Hi, I'm confused about the following code. If I change &a[..] to a, rustc would complain cannot borrow a as mutable, as it is not declared as mutable.
In my mind, both &a[..] and a are of type &[u8].
BTW, any fast tool to check type of an expression rather than running rustc? I think that'll be suitable for studying rust's strong-n-complicated type system.
use std::io::BufRead;
fn main() {
let aa = String::from("hello\nworld");
let a = aa.as_bytes();
let mut buf = String::new();
assert!(match (&a[..]).read_line(&mut buf) {
Ok(6) => true,
Ok(e) => {
println!("got OK({})", e);
false
}
Err(e) => {
println!("got Err({})", e);
false
}
});
}
They are the same type, &[u8], but &a[..] is a temporary in the expression which can implicitly be mutated. BufRead needs &mut self, which in this case works out to &mut &[u8]. The actual data is still immutable, but when you read a slice, it will be reduced to a slice of the remainder.
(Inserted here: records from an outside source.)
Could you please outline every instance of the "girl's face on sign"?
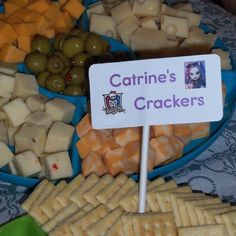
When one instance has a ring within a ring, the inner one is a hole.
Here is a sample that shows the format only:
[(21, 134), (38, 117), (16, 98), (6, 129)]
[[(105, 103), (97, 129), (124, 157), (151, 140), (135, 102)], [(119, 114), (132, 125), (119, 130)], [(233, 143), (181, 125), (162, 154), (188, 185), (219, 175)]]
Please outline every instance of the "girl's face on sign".
[(189, 71), (189, 76), (192, 80), (196, 81), (200, 78), (200, 70), (198, 67), (192, 67)]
It should work with a alone if you declare it let mut a = ..., or you can also force it into a temporary with a block expression, {a}.read_line(&mut buf).
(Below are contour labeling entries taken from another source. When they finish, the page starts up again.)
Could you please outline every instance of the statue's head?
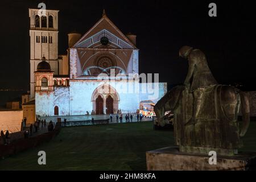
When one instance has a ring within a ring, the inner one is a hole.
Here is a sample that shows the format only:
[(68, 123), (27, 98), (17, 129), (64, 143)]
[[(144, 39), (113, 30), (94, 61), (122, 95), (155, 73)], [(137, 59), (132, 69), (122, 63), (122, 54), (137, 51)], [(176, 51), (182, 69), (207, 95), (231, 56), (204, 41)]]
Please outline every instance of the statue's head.
[(180, 56), (185, 59), (188, 57), (191, 51), (193, 49), (193, 47), (189, 46), (183, 46), (180, 49), (179, 55)]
Thank you for the clarification. So it's actually the pointer moving forward as I read.
And a in let mut a= is actually a mut & rather than &mut, which I just confused up.
In Rust references are type just like any other types. The type &'a [u8] implements trait BufRead and since the BufRead::read_line() takes &mut Self, you need to pass &mut &[u8] to this method.